Mohsen’s uncle and a web of Mohsen’s own making
Mohsen’s uncle provides the second of the major stories Mohsen relies upon. When trying to explain how Mohsen turned from a life of a terrorist (because so many of his family members are terrorists) he describes in the New York Times a conversation he had with his uncle – in which his uncle told him his only escape was to turn to education.
This conversation is another pillar in the Mohsen backstory. One he repeats at every opportunity.
And here is where it gets very sticky for Mohsen. Mohsen’s uncle was (a terrorist) shot on Mohsen’s 11th birthday – on September 12, 2001. This date has been confirmed via the B’tselem database.
Catching himself with his own lies
We know Mohsen’s uncle died in September 2001 – and as he tells the story Mohsen added another detail that fully exposes himself as the liar he is. He states that when he sat with is uncle – he did so by the grave of his best friend. Don’t believe me? Let the previous NYT article on Mohsen lay it out for you:
Mohsen’s uncle died on Mohsen’s 11th birthday.
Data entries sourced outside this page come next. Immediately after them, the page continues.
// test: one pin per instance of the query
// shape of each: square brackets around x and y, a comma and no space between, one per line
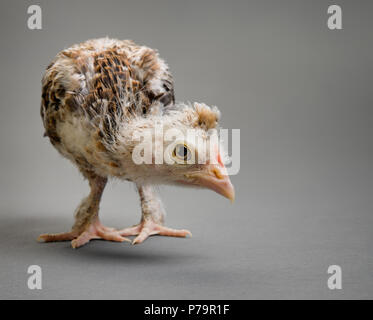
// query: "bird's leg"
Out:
[87,224]
[152,218]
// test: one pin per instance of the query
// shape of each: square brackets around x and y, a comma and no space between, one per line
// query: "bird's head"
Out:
[185,150]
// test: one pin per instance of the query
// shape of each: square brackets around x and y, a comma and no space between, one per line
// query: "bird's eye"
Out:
[182,152]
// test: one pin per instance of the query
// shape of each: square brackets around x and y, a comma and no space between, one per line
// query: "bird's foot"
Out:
[95,230]
[148,228]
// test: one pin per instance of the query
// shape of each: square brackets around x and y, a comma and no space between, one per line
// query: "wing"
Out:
[106,80]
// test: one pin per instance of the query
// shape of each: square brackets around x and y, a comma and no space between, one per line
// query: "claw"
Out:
[95,231]
[148,228]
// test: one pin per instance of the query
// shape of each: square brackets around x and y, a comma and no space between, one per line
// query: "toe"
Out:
[112,236]
[56,237]
[164,231]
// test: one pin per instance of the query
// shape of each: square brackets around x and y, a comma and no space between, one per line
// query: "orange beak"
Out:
[216,179]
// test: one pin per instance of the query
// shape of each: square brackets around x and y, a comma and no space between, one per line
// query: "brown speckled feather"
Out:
[106,80]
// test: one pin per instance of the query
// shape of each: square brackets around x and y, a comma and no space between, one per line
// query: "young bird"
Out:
[97,97]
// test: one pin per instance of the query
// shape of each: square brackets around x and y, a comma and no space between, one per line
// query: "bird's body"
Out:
[95,96]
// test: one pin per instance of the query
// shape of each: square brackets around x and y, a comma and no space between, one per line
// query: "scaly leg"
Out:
[87,224]
[152,218]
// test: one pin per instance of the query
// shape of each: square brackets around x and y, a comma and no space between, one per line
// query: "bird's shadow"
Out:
[20,232]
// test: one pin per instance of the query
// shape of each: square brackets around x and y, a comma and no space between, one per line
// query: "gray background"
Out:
[299,92]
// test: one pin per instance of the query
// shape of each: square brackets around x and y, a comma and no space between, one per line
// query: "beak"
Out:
[216,179]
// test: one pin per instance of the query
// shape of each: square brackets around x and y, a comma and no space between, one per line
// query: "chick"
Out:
[98,98]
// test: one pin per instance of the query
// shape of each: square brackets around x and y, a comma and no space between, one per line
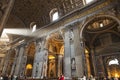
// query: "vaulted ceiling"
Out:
[34,11]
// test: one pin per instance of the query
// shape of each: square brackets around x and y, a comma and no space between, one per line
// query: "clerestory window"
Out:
[54,15]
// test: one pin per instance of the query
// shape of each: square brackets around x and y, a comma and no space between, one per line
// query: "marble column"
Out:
[19,60]
[59,64]
[35,72]
[6,61]
[67,55]
[93,61]
[14,62]
[79,53]
[7,9]
[40,62]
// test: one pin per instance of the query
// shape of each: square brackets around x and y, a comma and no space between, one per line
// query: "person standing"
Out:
[61,77]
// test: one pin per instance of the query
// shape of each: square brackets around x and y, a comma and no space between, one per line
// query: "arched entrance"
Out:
[102,39]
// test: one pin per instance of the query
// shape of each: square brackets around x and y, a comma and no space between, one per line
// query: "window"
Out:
[33,26]
[54,14]
[114,62]
[87,1]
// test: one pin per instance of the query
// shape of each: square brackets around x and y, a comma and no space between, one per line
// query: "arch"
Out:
[103,33]
[98,16]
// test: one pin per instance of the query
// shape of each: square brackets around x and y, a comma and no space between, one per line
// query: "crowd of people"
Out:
[6,77]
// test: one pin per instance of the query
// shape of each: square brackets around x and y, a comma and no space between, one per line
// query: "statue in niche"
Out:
[44,66]
[51,73]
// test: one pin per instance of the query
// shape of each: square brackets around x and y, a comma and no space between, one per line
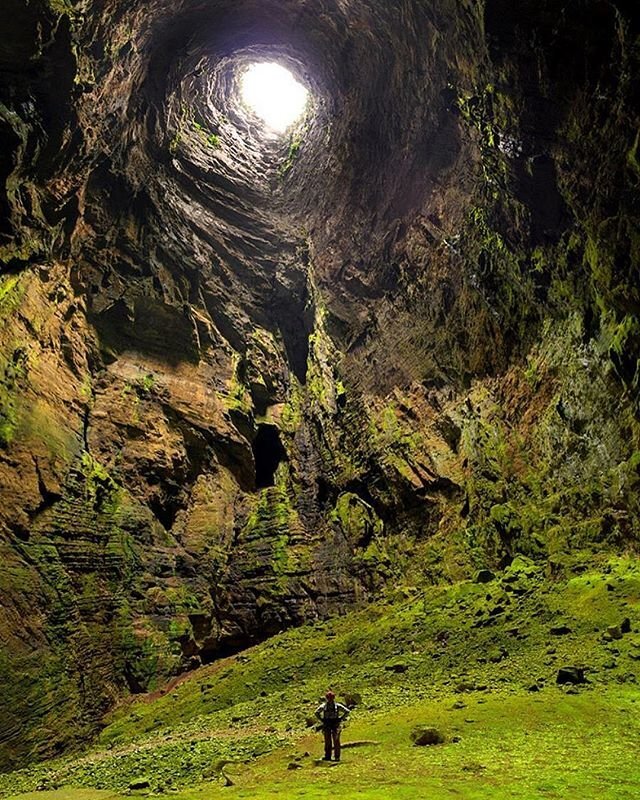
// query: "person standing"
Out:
[332,715]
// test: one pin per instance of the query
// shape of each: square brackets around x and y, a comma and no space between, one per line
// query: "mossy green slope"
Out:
[477,661]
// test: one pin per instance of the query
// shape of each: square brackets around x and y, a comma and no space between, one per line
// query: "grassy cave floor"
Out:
[476,661]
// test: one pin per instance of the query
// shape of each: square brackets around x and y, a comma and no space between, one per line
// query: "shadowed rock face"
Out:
[248,380]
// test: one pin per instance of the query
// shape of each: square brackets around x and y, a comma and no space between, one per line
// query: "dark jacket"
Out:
[332,713]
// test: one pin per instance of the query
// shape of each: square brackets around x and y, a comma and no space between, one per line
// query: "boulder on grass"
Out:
[422,736]
[572,675]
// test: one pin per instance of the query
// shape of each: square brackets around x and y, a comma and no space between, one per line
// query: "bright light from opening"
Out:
[274,95]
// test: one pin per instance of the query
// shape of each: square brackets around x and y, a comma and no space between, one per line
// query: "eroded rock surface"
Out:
[246,380]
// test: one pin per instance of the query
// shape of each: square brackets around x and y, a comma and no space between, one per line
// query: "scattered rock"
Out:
[142,783]
[352,699]
[397,666]
[426,736]
[560,630]
[465,686]
[571,675]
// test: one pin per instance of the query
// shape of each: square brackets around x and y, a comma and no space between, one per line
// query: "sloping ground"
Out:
[478,661]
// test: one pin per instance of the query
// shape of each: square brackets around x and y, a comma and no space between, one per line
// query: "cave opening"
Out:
[273,94]
[268,453]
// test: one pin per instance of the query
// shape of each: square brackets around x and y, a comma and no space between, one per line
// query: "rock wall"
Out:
[248,381]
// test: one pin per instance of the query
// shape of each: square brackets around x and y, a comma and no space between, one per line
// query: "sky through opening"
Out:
[272,93]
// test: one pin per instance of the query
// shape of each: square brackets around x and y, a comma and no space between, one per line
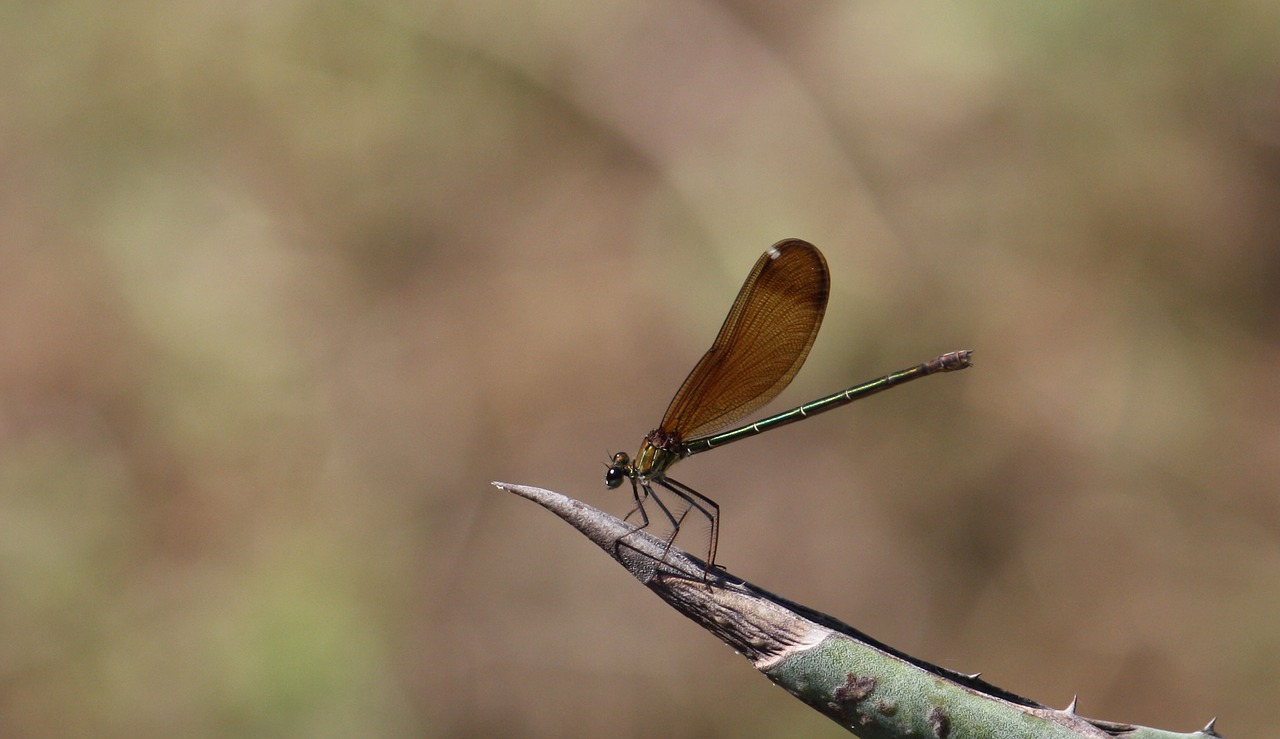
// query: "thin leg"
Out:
[705,506]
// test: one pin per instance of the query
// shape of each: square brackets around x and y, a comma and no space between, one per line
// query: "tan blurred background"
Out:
[284,287]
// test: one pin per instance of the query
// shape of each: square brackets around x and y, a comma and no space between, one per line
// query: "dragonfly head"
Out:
[620,469]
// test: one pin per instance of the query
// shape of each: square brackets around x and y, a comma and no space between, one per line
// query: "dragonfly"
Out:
[759,349]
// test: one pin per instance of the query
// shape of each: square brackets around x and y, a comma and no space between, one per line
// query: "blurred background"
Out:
[284,286]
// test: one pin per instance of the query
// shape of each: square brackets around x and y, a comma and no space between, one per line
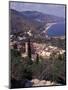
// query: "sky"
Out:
[52,9]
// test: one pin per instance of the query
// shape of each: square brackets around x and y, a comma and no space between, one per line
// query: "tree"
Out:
[29,52]
[37,59]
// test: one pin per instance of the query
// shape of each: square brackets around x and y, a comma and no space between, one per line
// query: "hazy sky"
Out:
[52,9]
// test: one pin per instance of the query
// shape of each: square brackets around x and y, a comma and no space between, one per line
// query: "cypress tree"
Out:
[37,59]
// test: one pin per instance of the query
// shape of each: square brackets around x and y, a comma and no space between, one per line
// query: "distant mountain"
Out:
[36,23]
[41,17]
[57,30]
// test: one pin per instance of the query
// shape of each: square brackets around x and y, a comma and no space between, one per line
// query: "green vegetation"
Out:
[52,69]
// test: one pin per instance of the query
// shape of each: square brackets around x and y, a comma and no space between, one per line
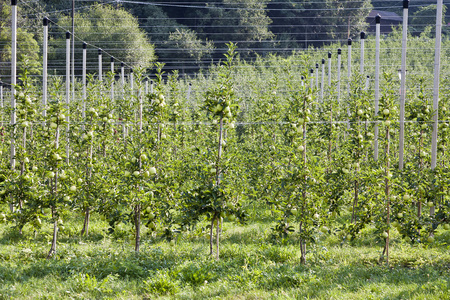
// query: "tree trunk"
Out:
[137,221]
[55,235]
[388,202]
[217,237]
[85,229]
[211,235]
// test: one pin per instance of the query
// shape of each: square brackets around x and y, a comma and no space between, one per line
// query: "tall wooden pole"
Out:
[401,144]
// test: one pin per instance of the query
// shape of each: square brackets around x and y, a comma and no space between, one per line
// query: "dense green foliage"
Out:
[283,170]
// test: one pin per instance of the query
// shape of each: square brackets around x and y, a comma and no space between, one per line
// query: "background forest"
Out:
[189,36]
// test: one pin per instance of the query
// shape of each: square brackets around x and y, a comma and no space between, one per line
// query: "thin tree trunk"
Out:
[388,201]
[217,237]
[137,220]
[55,235]
[211,236]
[85,229]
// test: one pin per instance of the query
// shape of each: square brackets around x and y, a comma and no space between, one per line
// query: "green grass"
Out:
[102,267]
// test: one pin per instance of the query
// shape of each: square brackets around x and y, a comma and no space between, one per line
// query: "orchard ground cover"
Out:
[281,184]
[251,266]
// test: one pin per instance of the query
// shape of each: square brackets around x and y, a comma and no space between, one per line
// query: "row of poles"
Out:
[377,78]
[362,38]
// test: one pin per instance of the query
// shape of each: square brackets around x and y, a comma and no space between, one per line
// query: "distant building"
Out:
[388,19]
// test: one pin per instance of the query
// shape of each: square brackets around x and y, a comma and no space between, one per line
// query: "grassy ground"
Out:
[102,267]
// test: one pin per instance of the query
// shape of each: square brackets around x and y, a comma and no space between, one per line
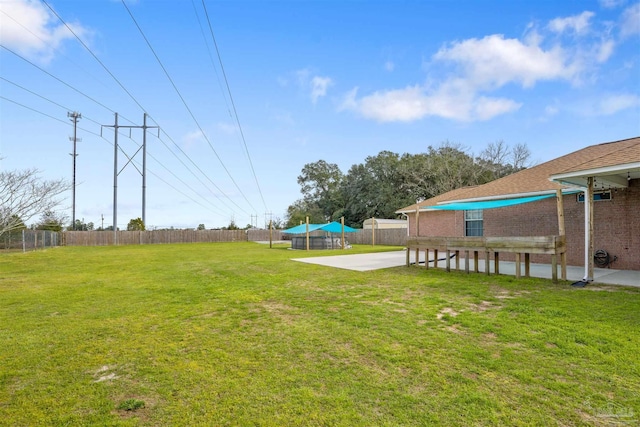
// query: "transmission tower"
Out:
[74,116]
[144,128]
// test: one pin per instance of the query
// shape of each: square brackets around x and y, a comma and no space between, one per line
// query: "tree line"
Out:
[388,181]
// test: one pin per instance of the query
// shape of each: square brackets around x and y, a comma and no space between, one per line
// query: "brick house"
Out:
[527,204]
So Mohsen must have been 10 when that conversation happened. And 10 when his best friend died. Yet we know that was impossible as no child had been killed at the time.
So if Mohsen was 11, as he claims today, when his best friend was murdered by snipers (another thing that never happened in his camp) — how did he sit at the grave with his uncle and have a conversation?
Busted.
No child died the way Mohsen claims his best friend did. No child died when he was 10 or 11. His uncle died smack in the middle of his story — making his most recent NYT revisionist version another impossible tale. One the NYT should have picked up on – because the lies in the latest article are exposed by the article they published just a few weeks before.
The lies in print
And yet it’s in print for everyone in America to read over their morning coffee. The New York Times should, at the very least, be doing some fact checking. Laying off the majority of the newsroom staff is not an excuse for shoddy journalism. And don’t even get me started on letting Mohsen quote already-debunked Hamas casualty counts and the Lancet’s article’s libel about fictitious deaths.
There are many allegations and statements out there about him, but we know for sure that Mohsen Mahdawi fabricates and lies about his background, almost at will — something, perhaps, people should bear in mind when considering his denial of ever saying anything about “kill[ing] Jews” in 2015.